How to use AI tools to analyze trends and research hotspots in different academic fields?
AI tools leverage natural language processing and machine learning to systematically analyze academic publications, enabling efficient identification of research trends and hotspots across diverse fields. This approach is highly feasible and increasingly adopted within scholarly research workflows.
Effective application requires selecting appropriate AI tools (e.g., bibliometric software, semantic analysis platforms) and ensuring access to relevant, high-quality literature data sources like publication databases. Researchers must carefully define the scope (specific journals, conferences, timeframes) and chosen keywords or topics. Understanding the limitations of AI analysis, such as interpretation nuances or potential data bias, and validating findings through manual review are critical precautions to ensure reliability.

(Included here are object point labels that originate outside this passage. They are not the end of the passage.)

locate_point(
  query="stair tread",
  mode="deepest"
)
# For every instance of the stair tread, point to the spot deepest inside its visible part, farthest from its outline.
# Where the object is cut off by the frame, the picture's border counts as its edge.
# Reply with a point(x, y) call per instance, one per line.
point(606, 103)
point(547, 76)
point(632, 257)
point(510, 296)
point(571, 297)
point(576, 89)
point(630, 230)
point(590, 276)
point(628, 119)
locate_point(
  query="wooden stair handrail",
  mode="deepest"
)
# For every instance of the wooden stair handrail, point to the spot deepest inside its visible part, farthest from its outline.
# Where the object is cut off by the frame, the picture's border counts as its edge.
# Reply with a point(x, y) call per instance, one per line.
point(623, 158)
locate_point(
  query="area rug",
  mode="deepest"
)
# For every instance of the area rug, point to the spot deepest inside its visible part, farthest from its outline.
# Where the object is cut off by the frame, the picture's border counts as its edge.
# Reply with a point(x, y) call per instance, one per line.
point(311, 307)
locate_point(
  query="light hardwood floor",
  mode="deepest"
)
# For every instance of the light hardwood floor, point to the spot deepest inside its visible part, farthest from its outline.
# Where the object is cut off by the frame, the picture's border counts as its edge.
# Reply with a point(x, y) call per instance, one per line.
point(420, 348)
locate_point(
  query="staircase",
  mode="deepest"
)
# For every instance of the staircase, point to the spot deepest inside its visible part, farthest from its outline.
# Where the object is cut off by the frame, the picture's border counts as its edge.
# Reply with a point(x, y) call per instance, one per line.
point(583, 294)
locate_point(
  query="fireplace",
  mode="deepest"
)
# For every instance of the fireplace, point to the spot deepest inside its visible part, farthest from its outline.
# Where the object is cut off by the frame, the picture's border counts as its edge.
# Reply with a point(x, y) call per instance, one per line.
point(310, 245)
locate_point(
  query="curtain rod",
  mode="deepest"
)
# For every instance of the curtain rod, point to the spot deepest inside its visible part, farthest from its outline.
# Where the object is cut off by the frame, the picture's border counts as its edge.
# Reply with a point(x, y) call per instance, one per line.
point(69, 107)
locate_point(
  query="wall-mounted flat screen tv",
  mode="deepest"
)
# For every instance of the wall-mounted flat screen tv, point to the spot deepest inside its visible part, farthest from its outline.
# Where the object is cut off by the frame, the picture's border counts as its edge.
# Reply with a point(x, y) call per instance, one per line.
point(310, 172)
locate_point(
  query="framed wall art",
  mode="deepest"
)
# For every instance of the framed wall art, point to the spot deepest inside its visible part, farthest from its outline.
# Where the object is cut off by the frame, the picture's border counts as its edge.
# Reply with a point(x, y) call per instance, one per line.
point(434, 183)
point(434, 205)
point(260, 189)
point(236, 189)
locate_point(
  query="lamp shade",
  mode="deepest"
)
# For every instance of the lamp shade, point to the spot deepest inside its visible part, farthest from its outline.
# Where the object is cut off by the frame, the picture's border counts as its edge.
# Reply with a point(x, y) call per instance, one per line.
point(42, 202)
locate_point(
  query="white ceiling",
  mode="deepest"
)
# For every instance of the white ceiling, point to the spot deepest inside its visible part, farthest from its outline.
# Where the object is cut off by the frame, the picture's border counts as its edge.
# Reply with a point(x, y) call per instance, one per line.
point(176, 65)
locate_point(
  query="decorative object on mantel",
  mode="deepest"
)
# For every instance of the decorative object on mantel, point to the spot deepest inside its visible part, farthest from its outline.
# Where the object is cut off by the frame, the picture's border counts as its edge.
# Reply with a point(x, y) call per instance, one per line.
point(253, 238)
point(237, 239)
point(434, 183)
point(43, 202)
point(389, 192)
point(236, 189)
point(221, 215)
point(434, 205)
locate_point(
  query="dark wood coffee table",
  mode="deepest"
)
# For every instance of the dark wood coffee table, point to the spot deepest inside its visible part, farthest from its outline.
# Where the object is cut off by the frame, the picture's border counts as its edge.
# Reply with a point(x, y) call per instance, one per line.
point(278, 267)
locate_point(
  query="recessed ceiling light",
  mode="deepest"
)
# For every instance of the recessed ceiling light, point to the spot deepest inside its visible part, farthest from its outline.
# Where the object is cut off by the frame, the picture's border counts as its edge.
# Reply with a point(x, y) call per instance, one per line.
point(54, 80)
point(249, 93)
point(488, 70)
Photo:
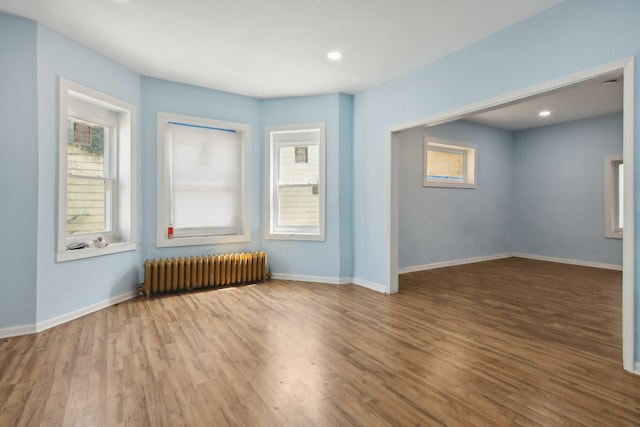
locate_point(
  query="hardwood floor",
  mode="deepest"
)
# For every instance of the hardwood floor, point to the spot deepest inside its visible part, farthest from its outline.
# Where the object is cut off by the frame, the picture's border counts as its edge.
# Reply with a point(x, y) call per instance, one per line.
point(507, 342)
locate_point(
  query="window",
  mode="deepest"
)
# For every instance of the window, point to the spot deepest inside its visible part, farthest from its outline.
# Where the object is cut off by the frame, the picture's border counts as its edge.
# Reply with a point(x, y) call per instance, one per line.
point(295, 182)
point(448, 164)
point(96, 177)
point(614, 200)
point(203, 181)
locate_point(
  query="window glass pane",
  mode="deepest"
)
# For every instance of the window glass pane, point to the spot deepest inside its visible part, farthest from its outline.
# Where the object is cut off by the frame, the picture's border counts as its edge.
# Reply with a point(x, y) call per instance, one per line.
point(445, 164)
point(294, 169)
point(298, 199)
point(205, 180)
point(86, 149)
point(85, 205)
point(299, 205)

To implement this, researchers typically follow key steps: 1) Select suitable AI tools (like VOSviewer, CiteSpace, or NLP libraries), 2) Collect and preprocess relevant scholarly data (articles, citations), 3) Apply techniques like topic modeling (LDA), citation network analysis, or keyword co-occurrence mapping, and 4) Interpret and visualize the results to discern emergent themes and shifts. This process significantly accelerates literature review, reveals interdisciplinary connections, and aids in strategic research planning by pinpointing rapidly evolving areas and gaps.